Shackleton Department of Anaesthetics, Southampton University Hospital NHS Trust, Tremona Road, Southampton SO16 6YD, UK.
Resuscitation. 2010 May;81(5):539-43. doi: 10.1016/j.resuscitation.2010.02.001. Epub 2010 Mar 1.
Traditionally, anaesthetists have provided airway management skills on resuscitation teams. Because advanced life support (ALS) courses teach practical airway management, some UK hospitals have dropped anaesthetists from cardiac arrest teams. Does the ALS course give non-anaesthetists adequate skills to manage an airway during a cardiac arrest?
We recruited adult surgical patients undergoing general anaesthesia and laryngeal mask airway (LMA) insertion as part of their routine care. Patients were randomly assigned to airway management by a junior doctor; either an ALS-qualified anaesthetist or an ALS-qualified non-anaesthetist. After induction of anaesthesia, five manual ventilations were delivered using a self-inflating bag-mask device before insertion of a LMA. We recorded the quality of manual ventilation (adequate, partially adequate or inadequate), the time to LMA insertion, and any complications.
Twenty anaesthetists and 16 non-anaesthetist ALS graduates participated. Of the anaesthetists, 18 (90%) demonstrated adequate and 2 (10%) demonstrated partially adequate manual ventilation skills, compared with non-anaesthetists of whom 5 (31.25%) demonstrated adequate, 5 (31.25%) demonstrated partially adequate, and 6 (37.5%) demonstrated inadequate manual ventilation skills (p<0.001). Eighteen anaesthetists (90%) and 4 non-anaesthetists (25%) met the ALS LMA insertion guideline time of 30s (p<0.0001). Median time for LMA insertion by anaesthetists and non-anaesthetists was 20.5s (range 16-40s, n=20) and 35.0 s (range 18-168, n=10) respectively (p<0.05). Six of the 16 non-anaesthetists failed to insert the LMA (37.5%). There were four complications (laryngospasm, vomiting, and SaO(2)<90%) in the non-anaesthetic group (25% of patients), compared with none in the anaesthetic group (p=0.01).
The airway component of an ALS course alone does not give adequate practical skills for non-anaesthetists to manage an airway in an anaesthetised patient. Airway management at a cardiac arrest is unlikely to be any better.

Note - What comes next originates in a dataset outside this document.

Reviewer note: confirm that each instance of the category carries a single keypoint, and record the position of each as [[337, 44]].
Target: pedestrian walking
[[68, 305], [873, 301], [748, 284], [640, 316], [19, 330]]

传统上,麻醉师在复苏团队中提供气道管理技能。由于高级生命支持(ALS)课程教授实用的气道管理,一些英国医院已经将麻醉师从心脏骤停团队中剔除。ALS 课程是否为非麻醉师提供了足够的技能来管理心脏骤停期间的气道?
我们招募了正在接受全身麻醉和喉罩(LMA)插入术的成年外科患者,作为其常规护理的一部分。患者被随机分配给一名初级医生进行气道管理;要么是经过 ALS 培训的麻醉师,要么是经过 ALS 培训的非麻醉师。在麻醉诱导后,使用自动充气袋面罩装置进行五次手动通气,然后插入 LMA。我们记录了手动通气的质量(充分、部分充分或不充分)、LMA 插入的时间以及任何并发症。
20 名麻醉师和 16 名非麻醉师 ALS 毕业生参加了研究。在麻醉师中,18 名(90%)表现出充分的手动通气技能,2 名(10%)表现出部分充分的手动通气技能,而非麻醉师中,5 名(31.25%)表现出充分的手动通气技能,5 名(31.25%)表现出部分充分的手动通气技能,6 名(37.5%)表现出不充分的手动通气技能(p<0.001)。18 名麻醉师(90%)和 4 名非麻醉师(25%)符合 ALS LMA 插入指南规定的 30s 时间(p<0.0001)。麻醉师和非麻醉师插入 LMA 的中位数时间分别为 20.5s(范围 16-40s,n=20)和 35.0s(范围 18-168,n=10)(p<0.05)。16 名非麻醉师中有 6 名(37.5%)未能插入 LMA。非麻醉师组有 4 例并发症(喉痉挛、呕吐和 SaO2<90%)(患者的 25%),而麻醉师组无任何并发症(p=0.01)。
ALS 课程的气道部分单独并不能为非麻醉师提供足够的实践技能来管理麻醉患者的气道。心脏骤停时的气道管理可能不会更好。